Sure, it’s summer. Time for picnics and vacations. (Or maybe not this year.) Here’s one thing I know about this time we’re in now: There’s a difference between the time you set aside for pleasurable activities and the time you have off because you don’t have the work you planned for or were able to book.

So what do you do? I can always find a book to read, a video to watch, a new online class to take, or a webinar to watch. Some of this qualifies as continuing education and I participate in it happily. I think we all need to keep learning and employing what we learn in our training. However, I am, like many of the people I talk to, getting tired of watching webinars. I find myself registering for what looks like an interesting presentation and then not attending because I just don’t want to click on another link.

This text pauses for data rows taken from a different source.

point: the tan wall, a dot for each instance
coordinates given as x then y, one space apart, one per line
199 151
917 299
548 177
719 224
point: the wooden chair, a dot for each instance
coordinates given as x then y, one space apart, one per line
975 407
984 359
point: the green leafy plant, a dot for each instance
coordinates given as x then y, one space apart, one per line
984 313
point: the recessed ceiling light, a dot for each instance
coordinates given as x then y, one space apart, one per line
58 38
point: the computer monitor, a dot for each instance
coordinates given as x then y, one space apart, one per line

I have books on my shelf that I’ve wanted to read for some time that are waiting for me to pick them up and start or continue reading. I find references to new titles as I read articles and I quickly reserve them at the library for pick up. As time goes on, I begin to feel bad about not reading these books despite having the time to do so.

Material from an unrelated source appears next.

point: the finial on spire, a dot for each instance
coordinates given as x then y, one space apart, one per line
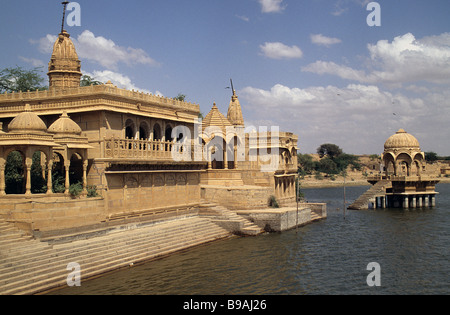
65 3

Instead of feeling bad about not utilizing my time well, I’ve employed a few tactics to keep me engaged and working toward my goals. Here are my ideas for ways to stay working when you’re not:

  • Make a Schedule: I look at my week overall and determine when I will do what each day. I have my previously scheduled appointments, my “business development” time, and regular calls and video conferences. I also create a “top five” list of things to do most days. These keep me on task and working. I schedule my reading and exercise time to ensure that I do these important activities. I love to read, but I often feel guilty about taking the time to sit and read a book. Sometimes I listen to audiobooks while I exercise or do other tasks and then I feel very productive!
  • Say No: Sometimes you just can’t add anything else to your load. It might seem like you have a lot of time to take on another task, but really, can you? I ask myself this every time I see an announcement for an interesting meeting to attend, webinar to watch, or group to join. Sometimes the best response is to say no and focus on the things you really want to do.
  • Practice: For those of us who earn our living teaching and training others, if you’re not in a classroom teaching or presenting online, it may seem like you have nothing to do. Use the time to practice your delivery. If you update course content regularly, you’ll need to spend some time updating your presentation of the material. Find a room and practice. When I moved classes online, I updated the courses to reflect the difference between presenting online vs. in a classroom. Then I fired up Zoom and practiced a bit. Don’t forget to record yourself so you can review the results and continue to refine your presentation.
  • Commit to Learn: There are always new things to learn, but we might need to be choosy about what we commit to do. Where are the gaps in your knowledge? What would help you do your job better? There are likely online courses out there that can help you learn something new or deepen your understanding of a subject. I belong to the Training Magazine Network, and online, social learning community that sponsors webinars and courses for training professionals. I have found TMN to be a great source of information and assistance over the years.
  • Help Others: Sometimes you need to get out of your own head and help someone else. The shift in focus from your problems to someone else’s issues can bring about a clarity you wouldn’t otherwise have. Helping others can take many forms. I’m spending my summer leading a “squad” of women who are all members of the Ellevate Network. I act as a moderator for the group and coordinate our weekly online meetings. It’s not a lot of work, but it does feel good to help others.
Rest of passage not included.